Edito Philippe Tricetti

Le premier sommet Africain du Rotary s’est tenu à Marrakech du 27 au 29 mars 2018.

Il était le rêve de Sam Owori Président international élu et décédé l’été dernier.

Placé sous le Haut Patronage de S.M. le Roi Mohammed VI, Président d’Honneur du Rotary au Maroc, et en présence de Ian Riseley et son épouse Juliett, ce sommet a abordé les nombreuses problématiques du continent Africain : une courbe démographique exponentielle, confrontée au problème des ressources, l’analphabétisation encore très importante, l’accès à l‘eau et l’assainissement toujours très difficile pour une grande partie de la population, la prévention des maladies et la santé de la mère et de l’enfant.

Voici quelques chiffres qui montre le chemin qu’il reste à parcourir pour que la protection de la mère et de l’enfant soit effective sur notre planète.

Au niveau mondial, quelques 16.000 enfants de moins de cinq ans meurent encore chaque jour. Dans près de la moitié des cas (45 %), la mort intervient dans les 28 premiers jours de vie.

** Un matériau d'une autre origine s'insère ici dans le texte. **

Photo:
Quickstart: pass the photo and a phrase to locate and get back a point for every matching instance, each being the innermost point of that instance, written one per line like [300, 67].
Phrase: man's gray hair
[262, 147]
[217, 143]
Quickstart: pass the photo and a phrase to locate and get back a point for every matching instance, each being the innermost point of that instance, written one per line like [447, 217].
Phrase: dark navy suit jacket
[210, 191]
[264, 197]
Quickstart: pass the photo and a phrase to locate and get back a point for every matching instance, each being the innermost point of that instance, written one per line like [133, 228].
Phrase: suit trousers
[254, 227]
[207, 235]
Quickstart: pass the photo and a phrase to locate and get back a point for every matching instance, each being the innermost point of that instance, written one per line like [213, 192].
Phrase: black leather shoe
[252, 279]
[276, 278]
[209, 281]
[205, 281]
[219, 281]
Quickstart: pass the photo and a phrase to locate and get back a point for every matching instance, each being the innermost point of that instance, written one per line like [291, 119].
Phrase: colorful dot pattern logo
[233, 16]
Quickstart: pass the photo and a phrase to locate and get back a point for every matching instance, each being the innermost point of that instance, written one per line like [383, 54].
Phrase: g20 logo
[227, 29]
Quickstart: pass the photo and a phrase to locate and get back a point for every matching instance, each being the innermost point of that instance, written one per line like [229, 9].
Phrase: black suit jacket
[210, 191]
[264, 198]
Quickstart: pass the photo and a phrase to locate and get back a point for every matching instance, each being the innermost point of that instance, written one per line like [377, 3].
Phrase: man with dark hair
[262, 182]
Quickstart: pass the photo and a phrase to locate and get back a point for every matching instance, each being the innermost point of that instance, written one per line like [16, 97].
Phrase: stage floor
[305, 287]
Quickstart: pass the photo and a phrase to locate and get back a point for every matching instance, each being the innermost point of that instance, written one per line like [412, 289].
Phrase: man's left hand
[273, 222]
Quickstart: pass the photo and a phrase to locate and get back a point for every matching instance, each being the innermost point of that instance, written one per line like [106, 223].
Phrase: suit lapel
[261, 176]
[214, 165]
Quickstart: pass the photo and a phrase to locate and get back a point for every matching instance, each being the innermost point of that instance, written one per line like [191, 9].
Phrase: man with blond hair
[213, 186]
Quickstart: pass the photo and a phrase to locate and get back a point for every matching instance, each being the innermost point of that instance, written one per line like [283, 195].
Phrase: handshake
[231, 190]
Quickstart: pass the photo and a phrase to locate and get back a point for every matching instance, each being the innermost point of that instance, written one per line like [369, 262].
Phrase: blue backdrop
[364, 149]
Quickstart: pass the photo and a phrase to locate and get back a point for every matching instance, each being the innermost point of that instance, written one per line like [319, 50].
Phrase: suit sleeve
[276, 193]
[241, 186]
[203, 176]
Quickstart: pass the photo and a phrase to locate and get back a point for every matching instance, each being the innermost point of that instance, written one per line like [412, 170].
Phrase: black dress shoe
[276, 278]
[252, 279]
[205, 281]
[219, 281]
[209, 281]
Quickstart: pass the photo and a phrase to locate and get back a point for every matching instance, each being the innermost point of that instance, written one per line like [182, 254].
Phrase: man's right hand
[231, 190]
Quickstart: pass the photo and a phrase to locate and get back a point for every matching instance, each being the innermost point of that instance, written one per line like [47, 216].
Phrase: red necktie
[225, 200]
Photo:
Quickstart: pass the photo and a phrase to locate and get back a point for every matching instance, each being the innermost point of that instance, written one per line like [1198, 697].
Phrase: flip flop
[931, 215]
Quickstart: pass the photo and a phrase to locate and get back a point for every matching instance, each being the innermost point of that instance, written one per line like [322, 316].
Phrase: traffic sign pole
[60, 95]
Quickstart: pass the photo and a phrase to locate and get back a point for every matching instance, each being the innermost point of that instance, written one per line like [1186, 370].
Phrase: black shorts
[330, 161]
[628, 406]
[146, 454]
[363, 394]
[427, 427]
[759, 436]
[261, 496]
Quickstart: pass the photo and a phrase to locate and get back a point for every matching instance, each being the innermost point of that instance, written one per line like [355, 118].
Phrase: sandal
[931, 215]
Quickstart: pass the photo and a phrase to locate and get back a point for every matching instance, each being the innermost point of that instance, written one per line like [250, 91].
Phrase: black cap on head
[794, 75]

La prématurité, les complications de l’accouchement, les diarrhées, septicémies et le paludisme sont les principales causes directes de décès pour les enfants de moins de cinq ans.

De manière globale « près de la moitié des décès est associée à la malnutrition », en affaiblissant la résistance des enfants aux maladies. Nombre de ces décès pourraient être évités si les efforts se concentraient sur des régions clés en Afrique subsaharienne et en Asie du sud-est où les taux de mortalité infantile sont les plus élevés.

L’Afrique subsaharienne affiche les taux de mortalité infantile les plus élevés au monde : un enfant sur 12 y meurt avant ses cinq ans.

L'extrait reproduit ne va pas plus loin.